Māori originally wove flax into practical items such as baskets and fishing nets. Over time, this unique skill became recognised as a prized art form.
When Māori first arrived in Aotearoa, they encountered a climate that was much colder than their homeland in Polynesia.
They adapted quickly by using their weaving skills to produce korowai (cloaks) and other practical objects such as kete (baskets) and whāriki (mats).
The most widely used weaving material was (and still is) harakeke - otherwise known as New Zealand flax.
Weaving is traditionally done by women and skilled weavers are prized within their tribes.
'Aitia te wahine o te pā harakeke' is a Māori proverb that translates to mean 'Marry the woman who is always at the flax bush, for she is an expert flax worker and an industrious person'.

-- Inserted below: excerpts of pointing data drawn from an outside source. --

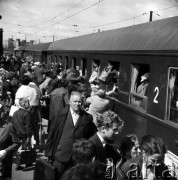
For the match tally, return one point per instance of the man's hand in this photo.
(2, 154)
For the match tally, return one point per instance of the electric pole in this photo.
(151, 16)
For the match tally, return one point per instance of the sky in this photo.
(48, 20)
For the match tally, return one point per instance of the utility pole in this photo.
(151, 16)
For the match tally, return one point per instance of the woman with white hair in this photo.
(98, 104)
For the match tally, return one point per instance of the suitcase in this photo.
(44, 170)
(25, 157)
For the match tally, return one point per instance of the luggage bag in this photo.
(44, 170)
(25, 157)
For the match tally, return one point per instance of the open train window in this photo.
(66, 62)
(113, 78)
(95, 63)
(139, 85)
(74, 61)
(172, 111)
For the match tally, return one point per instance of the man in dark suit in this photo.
(109, 124)
(9, 143)
(72, 123)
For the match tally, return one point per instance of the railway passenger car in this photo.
(149, 48)
(37, 51)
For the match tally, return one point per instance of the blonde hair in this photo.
(101, 93)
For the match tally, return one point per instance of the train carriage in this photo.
(150, 48)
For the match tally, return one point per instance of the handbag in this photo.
(44, 170)
(13, 109)
(25, 157)
(105, 73)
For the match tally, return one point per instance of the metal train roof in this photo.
(38, 47)
(155, 35)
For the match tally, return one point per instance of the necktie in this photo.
(75, 118)
(144, 171)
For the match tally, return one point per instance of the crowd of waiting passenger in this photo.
(82, 124)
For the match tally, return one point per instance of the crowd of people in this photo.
(81, 124)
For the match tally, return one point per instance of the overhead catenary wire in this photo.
(72, 15)
(106, 24)
(58, 14)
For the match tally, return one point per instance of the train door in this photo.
(74, 62)
(66, 62)
(172, 101)
(83, 66)
(139, 85)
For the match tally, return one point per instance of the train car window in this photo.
(95, 63)
(60, 58)
(66, 63)
(83, 67)
(139, 85)
(74, 61)
(172, 111)
(55, 59)
(113, 78)
(95, 71)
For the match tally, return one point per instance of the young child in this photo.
(23, 123)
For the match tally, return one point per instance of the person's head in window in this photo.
(144, 77)
(109, 124)
(101, 93)
(24, 103)
(130, 147)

As with all forms of Māori art, weaving is full of symbolism and meaning. Each piece of raranga is a reminder of the arts and stories Māori people brought across the ocean with them. Weaving is a living art form passed down from the ancestors and a strong symbol of the survival of Māori culture.
The kete, for example, is used in everyday life as a basket or bag. It can also represent a container of knowledge and wisdom.
As well as practical items, women would weave beautiful garments such as skirts and cloaks.
Traditionally, cloaks were woven by hand between two upright weaving pegs.
Feathers and decorative threads were integrated into the fabric as the weaving progressed. Natural dyes were used to achieve a variety of colours; paru (swamp mud) was used to achieve a black tone and tanekaha (bark) produced brown.
The feathered cloak, or kahu kiwi, is an especially sacred garment.
Each cloak is a treasured heirloom. As they were woven from kiwi feathers, they are precious today. They were traditionally reserved for chiefs and elders, but could also be made for family members or honoured members of the tribe.